The Song That Wouldn’t Quit: Why Golden Sticks in Our Heads

Picture this: finish watching K-Pop Demon Hunters on Netflix, and Huntr/x’s single Golden is still buzzing in your ears. It’s catchy, shiny, and somehow just right. Hours later, brushing your teeth, you notice you’re still humming it. The next morning, while waiting for the bus, the same line pops into your head as if someone pressed play. Days later, you catch yourself whistling it in class, no speaker in sight.

Congratulations, you have been infected by an earworm.

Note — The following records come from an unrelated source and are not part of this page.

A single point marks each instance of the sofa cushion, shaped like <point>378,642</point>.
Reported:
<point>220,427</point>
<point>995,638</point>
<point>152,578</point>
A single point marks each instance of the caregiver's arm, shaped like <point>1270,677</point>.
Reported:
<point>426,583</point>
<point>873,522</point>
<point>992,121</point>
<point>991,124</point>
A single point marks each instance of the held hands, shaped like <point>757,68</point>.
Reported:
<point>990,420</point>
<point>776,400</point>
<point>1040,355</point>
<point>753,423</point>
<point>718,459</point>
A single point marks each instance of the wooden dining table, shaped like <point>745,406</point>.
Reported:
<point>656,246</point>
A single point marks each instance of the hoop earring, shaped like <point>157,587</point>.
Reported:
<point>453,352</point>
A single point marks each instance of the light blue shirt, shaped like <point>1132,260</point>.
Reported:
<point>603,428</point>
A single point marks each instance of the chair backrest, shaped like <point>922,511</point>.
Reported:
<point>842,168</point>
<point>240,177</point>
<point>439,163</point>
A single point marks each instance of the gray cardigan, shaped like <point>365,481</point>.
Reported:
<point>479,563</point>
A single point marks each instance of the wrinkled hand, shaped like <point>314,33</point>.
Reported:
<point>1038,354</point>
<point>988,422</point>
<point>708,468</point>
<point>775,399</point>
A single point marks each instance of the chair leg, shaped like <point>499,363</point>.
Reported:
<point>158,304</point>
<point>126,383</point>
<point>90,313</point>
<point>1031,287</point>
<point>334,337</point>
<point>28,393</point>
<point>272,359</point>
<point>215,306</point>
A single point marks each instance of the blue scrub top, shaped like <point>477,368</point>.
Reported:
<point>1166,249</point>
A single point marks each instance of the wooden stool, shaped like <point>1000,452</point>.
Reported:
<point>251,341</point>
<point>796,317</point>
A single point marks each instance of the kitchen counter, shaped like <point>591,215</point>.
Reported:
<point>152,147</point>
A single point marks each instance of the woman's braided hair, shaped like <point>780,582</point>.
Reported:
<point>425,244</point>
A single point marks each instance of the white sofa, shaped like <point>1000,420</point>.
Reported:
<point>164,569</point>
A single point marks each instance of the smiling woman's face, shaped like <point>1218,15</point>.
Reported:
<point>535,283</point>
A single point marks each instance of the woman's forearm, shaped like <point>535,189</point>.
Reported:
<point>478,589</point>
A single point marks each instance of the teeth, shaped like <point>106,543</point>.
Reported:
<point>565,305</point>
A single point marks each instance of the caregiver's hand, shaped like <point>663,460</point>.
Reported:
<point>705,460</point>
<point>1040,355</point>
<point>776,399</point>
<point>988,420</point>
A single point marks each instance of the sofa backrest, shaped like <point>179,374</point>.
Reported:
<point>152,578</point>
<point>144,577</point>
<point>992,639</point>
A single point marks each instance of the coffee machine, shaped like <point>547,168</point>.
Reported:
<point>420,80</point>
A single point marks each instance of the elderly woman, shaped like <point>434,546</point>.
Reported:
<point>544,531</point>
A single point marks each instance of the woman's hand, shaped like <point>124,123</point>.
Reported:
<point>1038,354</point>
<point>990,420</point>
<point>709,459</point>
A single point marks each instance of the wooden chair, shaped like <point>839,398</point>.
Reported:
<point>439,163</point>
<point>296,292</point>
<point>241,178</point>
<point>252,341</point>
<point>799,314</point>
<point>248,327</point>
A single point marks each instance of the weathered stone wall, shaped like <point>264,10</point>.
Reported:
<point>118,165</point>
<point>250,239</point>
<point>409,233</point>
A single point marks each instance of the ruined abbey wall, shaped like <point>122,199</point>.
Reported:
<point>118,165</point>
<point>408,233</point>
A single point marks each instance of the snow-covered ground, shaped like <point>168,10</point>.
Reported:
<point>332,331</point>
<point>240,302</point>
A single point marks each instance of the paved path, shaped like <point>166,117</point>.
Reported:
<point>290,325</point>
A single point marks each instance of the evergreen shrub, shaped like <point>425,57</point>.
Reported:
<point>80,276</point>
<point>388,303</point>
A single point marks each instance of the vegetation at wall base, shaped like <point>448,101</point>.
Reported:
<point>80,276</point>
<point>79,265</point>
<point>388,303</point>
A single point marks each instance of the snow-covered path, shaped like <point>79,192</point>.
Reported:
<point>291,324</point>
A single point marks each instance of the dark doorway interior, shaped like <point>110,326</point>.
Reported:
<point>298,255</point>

But don’t panic. Earworms are not signs of anything pathological. They are part of being human, and almost everyone gets them. In fact, research suggests that around 98 percent of people have experienced an earworm at some point in their lives. What makes them so fascinating is how involuntary they are: they appear without our consent, they replay endlessly, and they can feel oddly intrusive. Golden, released in 2025, is an especially interesting case because it spread through millions of minds almost instantly, despite coming from a fictional group in an animated film. Its rise provides psychologists with a perfect natural experiment.

So let’s use Golden as our guide into the strange world of involuntary musical imagery. We will explore what earworms are, how the brain makes them happen, why Golden was particularly sticky, and what this teaches us about memory, reward, and emotion.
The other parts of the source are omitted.